Não entendo. Isso é tão vasto que ultrapassa qualquer entender. Entender é sempre limitado. Mas não entender pode não ter fronteiras. Sinto que sou muito mais completa quando não entendo. Não entender, do modo como falo, é um dom. Não entender, mas não como um simples de espírito. O bom é ser inteligente e não entender. É uma benção estranha, como ter loucura sem ser doida. É um desinteresse manso, é uma doçura de burrice. Só que de vez em quando vem a inquietação: quero entender um pouco. Não demais: mas pelo menos entender que não entendo.


Clarice Lispector

PERTENCER (trecho)




Tenho certeza de que no berço a minha primeira vontade foi a de pertencer. Por motivos que aqui não importam, eu de algum modo devia estar sentindo que não pertencia a nada e a ninguém. Nasci de graça.

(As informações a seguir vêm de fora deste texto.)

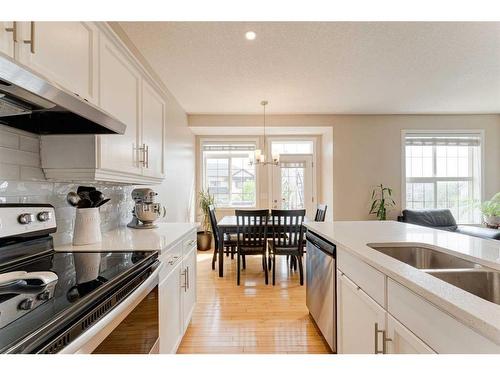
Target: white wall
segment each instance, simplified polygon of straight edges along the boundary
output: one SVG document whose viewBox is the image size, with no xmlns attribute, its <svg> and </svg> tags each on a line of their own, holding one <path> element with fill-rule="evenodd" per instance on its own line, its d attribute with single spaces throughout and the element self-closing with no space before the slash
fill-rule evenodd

Se no berço experimentei esta fome humana, ela continua a me acompanhar pela vida afora, como se fosse um destino. A ponto de meu coração se contrair de inveja e desejo quando vejo uma freira: ela pertence a Deus.


Exatamente porque é tão forte em mim a fome de me dar a algo ou a alguém, é que me tornei bastante arisca: tenho medo de revelar de quanto preciso e de como sou pobre. Sou, sim. Muito pobre. Só tenho um corpo e uma alma. E preciso de mais do que isso.


Com o tempo, sobretudo os últimos anos, perdi o jeito de ser gente. Não sei mais como se é. E uma espécie toda nova de "solidão de não pertencer" começou a me invadir como heras num muro.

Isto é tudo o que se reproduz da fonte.